Es ist nicht nur die Vernachlässigung der Werbung vor Ort, die Großbritannien in der Vergangenheit „sniffy gegenüber der Konkurrenz“ erscheinen ließ, meint Mawson. Der Mangel an ausgegebenem Geld ist ebenfalls ein Faktor – etwas, das aus unseren zuvor wenig überzeugenden Bühnenshows hervorgeht. Dieses Jahr wird jedoch „spektakulär“, bestätigt Mawson, dank einer vierfachen Budgeterhöhung, die von Ryders Label Parlophone geliefert wird. Es scheint auch eine neue Umarmung der Campness von Eurovision zu geben. Laut Ryder wird seine Inszenierung „spitz, schrill und metallisch“ sein. Sein Set weist eine riesige Metallstruktur auf – angeblich die größte Requisite im diesjährigen Wettbewerb.
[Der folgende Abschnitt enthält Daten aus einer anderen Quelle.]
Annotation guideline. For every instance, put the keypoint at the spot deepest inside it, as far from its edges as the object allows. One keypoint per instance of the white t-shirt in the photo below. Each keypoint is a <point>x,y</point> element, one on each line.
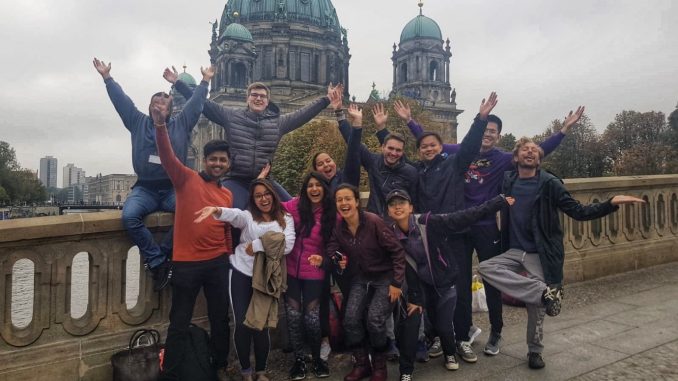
<point>250,232</point>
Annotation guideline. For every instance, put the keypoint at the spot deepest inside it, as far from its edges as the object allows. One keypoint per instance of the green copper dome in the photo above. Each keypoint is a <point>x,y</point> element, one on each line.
<point>421,27</point>
<point>237,32</point>
<point>320,13</point>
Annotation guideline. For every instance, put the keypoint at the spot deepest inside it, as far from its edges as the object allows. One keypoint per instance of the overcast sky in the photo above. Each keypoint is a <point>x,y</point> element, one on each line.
<point>542,57</point>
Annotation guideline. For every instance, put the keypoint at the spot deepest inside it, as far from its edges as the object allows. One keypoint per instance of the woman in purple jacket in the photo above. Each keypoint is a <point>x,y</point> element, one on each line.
<point>314,214</point>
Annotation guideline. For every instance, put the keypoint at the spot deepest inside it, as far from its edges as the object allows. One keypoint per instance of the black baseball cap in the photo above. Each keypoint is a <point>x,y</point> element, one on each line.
<point>398,193</point>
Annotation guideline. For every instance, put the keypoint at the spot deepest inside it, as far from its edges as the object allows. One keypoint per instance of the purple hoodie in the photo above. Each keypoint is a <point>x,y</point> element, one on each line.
<point>486,172</point>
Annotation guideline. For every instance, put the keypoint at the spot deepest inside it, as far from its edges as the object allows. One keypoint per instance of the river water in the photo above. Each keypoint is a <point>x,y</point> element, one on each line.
<point>23,280</point>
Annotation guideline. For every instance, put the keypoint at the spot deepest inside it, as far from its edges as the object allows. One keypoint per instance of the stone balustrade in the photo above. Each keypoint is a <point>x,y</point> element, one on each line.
<point>58,343</point>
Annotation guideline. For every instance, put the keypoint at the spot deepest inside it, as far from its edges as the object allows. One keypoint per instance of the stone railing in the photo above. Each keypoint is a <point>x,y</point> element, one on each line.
<point>56,342</point>
<point>631,238</point>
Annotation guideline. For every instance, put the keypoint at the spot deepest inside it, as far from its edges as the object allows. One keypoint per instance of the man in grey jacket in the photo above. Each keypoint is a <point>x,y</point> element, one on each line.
<point>253,133</point>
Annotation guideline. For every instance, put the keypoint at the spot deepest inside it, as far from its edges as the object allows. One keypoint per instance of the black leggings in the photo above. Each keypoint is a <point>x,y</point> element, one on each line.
<point>306,320</point>
<point>241,294</point>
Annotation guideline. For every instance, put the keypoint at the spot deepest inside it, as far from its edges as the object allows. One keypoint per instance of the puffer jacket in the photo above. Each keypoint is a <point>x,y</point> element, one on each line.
<point>253,138</point>
<point>297,260</point>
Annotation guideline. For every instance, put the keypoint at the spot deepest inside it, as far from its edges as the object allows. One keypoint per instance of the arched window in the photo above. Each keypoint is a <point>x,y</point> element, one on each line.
<point>238,75</point>
<point>433,71</point>
<point>403,73</point>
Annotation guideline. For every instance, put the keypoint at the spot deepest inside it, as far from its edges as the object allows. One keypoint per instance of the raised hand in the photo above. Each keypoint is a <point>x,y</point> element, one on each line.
<point>207,73</point>
<point>572,118</point>
<point>336,96</point>
<point>206,212</point>
<point>264,171</point>
<point>160,111</point>
<point>356,115</point>
<point>623,199</point>
<point>380,116</point>
<point>487,106</point>
<point>403,110</point>
<point>102,68</point>
<point>172,76</point>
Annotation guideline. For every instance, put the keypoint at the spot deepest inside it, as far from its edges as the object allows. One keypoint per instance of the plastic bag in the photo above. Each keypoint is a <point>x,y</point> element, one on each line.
<point>478,302</point>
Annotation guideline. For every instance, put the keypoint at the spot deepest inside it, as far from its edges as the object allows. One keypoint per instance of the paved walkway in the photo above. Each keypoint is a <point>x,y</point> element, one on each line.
<point>620,327</point>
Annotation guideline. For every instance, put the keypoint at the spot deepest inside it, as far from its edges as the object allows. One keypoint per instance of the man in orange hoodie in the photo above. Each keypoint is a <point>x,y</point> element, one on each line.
<point>200,250</point>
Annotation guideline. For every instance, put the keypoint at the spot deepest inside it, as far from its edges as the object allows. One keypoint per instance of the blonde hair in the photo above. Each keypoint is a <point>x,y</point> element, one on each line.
<point>523,141</point>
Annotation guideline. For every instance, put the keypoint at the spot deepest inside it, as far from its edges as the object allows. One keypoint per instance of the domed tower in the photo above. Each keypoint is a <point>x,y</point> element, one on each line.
<point>421,70</point>
<point>234,54</point>
<point>298,45</point>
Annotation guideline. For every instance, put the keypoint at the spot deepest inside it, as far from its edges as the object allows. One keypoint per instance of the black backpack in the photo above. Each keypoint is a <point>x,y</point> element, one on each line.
<point>198,364</point>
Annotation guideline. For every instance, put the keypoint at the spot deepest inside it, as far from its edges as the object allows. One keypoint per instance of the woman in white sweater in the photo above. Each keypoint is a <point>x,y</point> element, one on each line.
<point>264,214</point>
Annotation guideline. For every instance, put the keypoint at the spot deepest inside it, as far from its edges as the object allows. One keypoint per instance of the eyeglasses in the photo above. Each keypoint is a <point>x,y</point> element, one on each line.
<point>259,196</point>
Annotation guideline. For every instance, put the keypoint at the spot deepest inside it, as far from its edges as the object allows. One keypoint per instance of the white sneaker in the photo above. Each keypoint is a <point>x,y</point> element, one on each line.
<point>325,349</point>
<point>473,333</point>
Plus: „Da ist auch viel Glitzer im Outfit – es ist Eurovision, da muss man hin.“

Jade Ewen trat 2009 auf – die letzte britische Kandidatin, die beim Eurovision Song Contest unter die ersten fünf kam. Foto: Oleg Nikishin/Getty Images

Millett und Mawson hoffen, dass dies „der Startpunkt für eine lange und erfolgreiche Karriere“ für Ryder sein wird, vielleicht sogar eine Nachahmung des enormen Erfolgs des italienischen Siegers Måneskin nach dem Wettkampf. (Die Glam-Rocker brachen die USA und erzielten zwei britische Top-10-Hits).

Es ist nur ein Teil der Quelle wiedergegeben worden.